To the best of our knowledge. Always a comforting phrase from the foxes standing in front of the chicken house.

The Treasury Department, now run by Trump acolytes, later announced that no evidence had been found of Elez changing anything. Nothing to see here, the foxes assure us.
But even if Elez didn’t tamper with anything, his very presence in this raid of government computers is yet more evidence that DOGE’s work is sloppy and dangerous.
We’re supposed to think the guy’s posts were just your run-of-the-mill activity for a young person sowing his wild oats. Sure, many of us have long-ago acts we’d rather forget, but sowing hatred at Elez’s age and in his position of power isn’t the stuff of wild oats, good judgment or strong character.
I’ve written a lot at Fight the Fire about the parade of reprobates strolling through Trump’s world and whispering in the ears of public officials who make decisions about our lives.
And lately I’ve read and heard arguments that this sort of nonsense – Elez’s rehiring at DOGE, the Gaza redevelopment plan, the installment of Trump as leader of the Kennedy Center – is intended to distract us from greater harms that Trump, Musk and their team are causing daily.
Perhaps. But it is extremely dangerous to dismiss events that normalize people like Elez, just as it is extremely dangerous for any of Trump’s true believers to be rummaging through our private records.
On Monday, The Washington Post reported that Michelle King, acting commissioner of the Social Security Administration, has quit her job rather than go along with DOGE’s access to even more sensitive records.
“Among them,” The Post reports, “is the Integrated Data Retrieval System, or IDRS, which enables tax agency employees to access IRS accounts — including personal identification numbers — and bank information. It also lets them enter and adjust transaction data and automatically generate notices, collection documents and other records.”
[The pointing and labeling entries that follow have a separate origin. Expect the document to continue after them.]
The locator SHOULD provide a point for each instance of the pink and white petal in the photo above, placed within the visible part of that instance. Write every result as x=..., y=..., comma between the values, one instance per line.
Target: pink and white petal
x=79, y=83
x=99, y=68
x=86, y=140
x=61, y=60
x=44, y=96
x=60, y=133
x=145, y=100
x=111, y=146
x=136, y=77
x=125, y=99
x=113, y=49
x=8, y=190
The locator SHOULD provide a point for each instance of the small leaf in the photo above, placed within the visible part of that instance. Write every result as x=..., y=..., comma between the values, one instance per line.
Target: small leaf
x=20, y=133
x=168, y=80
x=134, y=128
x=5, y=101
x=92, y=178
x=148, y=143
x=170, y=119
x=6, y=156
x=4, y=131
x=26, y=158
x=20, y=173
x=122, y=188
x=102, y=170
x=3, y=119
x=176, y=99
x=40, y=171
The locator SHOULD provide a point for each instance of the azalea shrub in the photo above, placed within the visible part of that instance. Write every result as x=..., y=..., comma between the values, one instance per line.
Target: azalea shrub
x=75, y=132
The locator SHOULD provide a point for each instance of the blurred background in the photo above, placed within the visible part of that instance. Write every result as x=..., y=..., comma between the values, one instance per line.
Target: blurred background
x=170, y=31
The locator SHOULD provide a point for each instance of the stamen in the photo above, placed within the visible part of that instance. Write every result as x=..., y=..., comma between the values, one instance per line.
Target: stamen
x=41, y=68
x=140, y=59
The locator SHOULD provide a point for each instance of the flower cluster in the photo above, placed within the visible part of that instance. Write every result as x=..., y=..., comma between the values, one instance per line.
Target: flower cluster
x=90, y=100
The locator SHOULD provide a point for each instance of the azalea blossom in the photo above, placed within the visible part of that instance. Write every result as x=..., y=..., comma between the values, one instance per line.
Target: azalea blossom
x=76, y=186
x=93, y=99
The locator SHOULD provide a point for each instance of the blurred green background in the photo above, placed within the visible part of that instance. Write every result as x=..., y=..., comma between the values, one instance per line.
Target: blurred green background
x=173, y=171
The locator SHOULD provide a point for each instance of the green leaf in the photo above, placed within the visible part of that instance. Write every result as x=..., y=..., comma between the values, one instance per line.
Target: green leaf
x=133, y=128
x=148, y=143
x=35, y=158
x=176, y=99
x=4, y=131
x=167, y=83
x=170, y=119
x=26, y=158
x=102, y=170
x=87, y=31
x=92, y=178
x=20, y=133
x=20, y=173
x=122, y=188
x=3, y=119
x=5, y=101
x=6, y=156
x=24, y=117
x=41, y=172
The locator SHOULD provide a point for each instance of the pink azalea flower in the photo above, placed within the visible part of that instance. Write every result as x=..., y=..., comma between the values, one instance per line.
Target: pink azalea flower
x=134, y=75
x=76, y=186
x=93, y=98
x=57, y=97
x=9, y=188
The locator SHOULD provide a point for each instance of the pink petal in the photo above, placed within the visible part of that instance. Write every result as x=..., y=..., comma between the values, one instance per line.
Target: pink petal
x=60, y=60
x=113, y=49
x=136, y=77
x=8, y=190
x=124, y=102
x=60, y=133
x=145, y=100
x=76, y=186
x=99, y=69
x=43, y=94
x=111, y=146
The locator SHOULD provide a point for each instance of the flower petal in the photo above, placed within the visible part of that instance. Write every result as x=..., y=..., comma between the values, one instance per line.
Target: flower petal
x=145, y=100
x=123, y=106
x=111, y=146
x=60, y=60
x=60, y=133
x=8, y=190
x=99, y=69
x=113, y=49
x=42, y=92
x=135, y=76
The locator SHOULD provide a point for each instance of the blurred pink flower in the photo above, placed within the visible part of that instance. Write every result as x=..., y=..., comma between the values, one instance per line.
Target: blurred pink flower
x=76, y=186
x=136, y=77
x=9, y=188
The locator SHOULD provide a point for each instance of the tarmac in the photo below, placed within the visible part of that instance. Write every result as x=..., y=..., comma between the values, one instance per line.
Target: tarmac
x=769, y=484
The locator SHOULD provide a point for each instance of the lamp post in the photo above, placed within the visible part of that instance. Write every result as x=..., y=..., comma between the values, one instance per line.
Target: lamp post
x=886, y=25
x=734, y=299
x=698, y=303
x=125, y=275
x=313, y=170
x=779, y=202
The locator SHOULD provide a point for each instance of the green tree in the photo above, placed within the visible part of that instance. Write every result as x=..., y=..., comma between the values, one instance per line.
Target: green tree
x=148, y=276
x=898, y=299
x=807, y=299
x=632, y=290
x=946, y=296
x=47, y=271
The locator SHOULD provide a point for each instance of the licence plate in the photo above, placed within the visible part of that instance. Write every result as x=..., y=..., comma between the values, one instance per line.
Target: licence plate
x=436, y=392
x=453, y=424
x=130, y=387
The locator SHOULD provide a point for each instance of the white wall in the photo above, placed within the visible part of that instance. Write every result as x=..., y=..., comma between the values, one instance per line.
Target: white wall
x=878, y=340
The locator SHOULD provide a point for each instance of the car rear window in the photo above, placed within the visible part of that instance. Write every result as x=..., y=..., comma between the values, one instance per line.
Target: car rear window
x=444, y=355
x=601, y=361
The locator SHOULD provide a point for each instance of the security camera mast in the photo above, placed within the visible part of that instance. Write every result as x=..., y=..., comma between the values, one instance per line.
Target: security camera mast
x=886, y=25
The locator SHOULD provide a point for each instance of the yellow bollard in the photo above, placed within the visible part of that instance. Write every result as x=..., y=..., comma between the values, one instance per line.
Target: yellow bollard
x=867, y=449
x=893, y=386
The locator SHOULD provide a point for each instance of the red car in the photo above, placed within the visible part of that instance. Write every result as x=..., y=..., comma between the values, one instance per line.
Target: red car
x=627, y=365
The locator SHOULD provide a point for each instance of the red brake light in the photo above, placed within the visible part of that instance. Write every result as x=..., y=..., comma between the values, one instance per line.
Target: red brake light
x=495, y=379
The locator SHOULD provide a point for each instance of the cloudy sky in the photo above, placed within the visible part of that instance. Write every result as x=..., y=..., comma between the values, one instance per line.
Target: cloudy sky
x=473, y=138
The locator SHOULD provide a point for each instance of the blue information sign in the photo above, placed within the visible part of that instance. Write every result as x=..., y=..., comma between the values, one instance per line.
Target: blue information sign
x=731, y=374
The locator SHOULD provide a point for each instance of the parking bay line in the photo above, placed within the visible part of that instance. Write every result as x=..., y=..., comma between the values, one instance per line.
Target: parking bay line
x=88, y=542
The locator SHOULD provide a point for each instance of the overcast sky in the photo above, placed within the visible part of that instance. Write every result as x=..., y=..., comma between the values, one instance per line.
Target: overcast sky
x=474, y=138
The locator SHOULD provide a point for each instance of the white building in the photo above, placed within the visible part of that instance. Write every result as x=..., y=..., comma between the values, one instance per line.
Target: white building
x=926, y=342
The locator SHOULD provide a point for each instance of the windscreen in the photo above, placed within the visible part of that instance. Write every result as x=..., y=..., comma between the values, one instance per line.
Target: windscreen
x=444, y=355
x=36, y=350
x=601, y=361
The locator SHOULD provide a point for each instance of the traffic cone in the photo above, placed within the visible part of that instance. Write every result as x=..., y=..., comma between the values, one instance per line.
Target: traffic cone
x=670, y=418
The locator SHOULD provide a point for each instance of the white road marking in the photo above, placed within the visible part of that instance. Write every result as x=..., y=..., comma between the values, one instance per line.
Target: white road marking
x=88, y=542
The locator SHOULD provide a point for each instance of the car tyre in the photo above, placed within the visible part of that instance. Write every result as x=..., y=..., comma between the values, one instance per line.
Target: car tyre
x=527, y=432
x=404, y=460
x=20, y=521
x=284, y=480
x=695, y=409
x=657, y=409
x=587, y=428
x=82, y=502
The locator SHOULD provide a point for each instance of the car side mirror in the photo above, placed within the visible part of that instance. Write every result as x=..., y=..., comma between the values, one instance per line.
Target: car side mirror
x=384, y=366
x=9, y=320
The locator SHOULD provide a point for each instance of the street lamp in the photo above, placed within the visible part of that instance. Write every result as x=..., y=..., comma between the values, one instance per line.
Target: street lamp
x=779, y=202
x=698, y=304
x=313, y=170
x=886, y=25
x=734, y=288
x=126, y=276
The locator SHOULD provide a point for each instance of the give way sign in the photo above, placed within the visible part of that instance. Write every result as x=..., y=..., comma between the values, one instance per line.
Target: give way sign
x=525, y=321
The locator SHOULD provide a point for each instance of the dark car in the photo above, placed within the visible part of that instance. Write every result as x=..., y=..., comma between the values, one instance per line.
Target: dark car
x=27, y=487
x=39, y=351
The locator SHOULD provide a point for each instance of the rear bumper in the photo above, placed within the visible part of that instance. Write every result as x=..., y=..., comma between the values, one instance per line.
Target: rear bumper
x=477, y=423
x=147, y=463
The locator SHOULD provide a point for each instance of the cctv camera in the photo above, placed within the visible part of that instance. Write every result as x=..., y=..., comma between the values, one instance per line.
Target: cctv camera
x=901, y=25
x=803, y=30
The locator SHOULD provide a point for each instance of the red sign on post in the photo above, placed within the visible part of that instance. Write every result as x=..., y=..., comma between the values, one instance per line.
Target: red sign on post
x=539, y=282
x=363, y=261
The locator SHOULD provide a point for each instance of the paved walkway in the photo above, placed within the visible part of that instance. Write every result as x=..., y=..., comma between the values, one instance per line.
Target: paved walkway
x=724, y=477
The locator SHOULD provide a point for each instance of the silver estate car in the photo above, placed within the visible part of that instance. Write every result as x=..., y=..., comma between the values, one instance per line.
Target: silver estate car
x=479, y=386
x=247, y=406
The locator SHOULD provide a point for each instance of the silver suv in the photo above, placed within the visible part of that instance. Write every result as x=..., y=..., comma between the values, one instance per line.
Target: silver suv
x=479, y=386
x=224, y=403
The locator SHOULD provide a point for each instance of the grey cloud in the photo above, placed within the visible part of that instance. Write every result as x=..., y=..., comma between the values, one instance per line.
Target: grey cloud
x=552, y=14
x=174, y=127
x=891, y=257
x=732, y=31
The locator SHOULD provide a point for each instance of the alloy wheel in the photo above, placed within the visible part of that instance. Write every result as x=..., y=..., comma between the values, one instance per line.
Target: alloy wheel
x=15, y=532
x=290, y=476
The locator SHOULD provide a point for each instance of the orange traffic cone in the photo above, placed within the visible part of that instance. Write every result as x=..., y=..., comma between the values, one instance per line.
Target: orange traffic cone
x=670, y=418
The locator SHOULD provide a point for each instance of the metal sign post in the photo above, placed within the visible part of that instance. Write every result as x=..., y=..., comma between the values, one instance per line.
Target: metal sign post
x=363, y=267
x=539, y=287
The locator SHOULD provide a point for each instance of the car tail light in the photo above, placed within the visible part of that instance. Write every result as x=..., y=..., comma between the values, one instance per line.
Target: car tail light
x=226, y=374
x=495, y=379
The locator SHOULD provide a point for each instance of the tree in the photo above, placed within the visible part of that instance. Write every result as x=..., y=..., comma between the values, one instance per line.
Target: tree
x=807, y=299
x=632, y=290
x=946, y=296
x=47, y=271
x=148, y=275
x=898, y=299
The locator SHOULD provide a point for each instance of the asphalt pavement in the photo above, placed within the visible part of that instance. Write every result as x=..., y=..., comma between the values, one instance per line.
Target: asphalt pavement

This will enable all sorts of abuse, giving men of low character, like Musk, Trump and Elez, the freedom to examine personal records they simply don’t need to see. How far are we from targeted harassment of Trump’s critics by the IRS or by other haphazard, quasi-governmental groups created in the DOGE mold?
Democratic leaders – and Republicans – should show that same courage as Michelle King and others in government who’ve protested this rampage and fight as long as it takes and in as many courtrooms as necessary to demand that Musk and his team be shut down.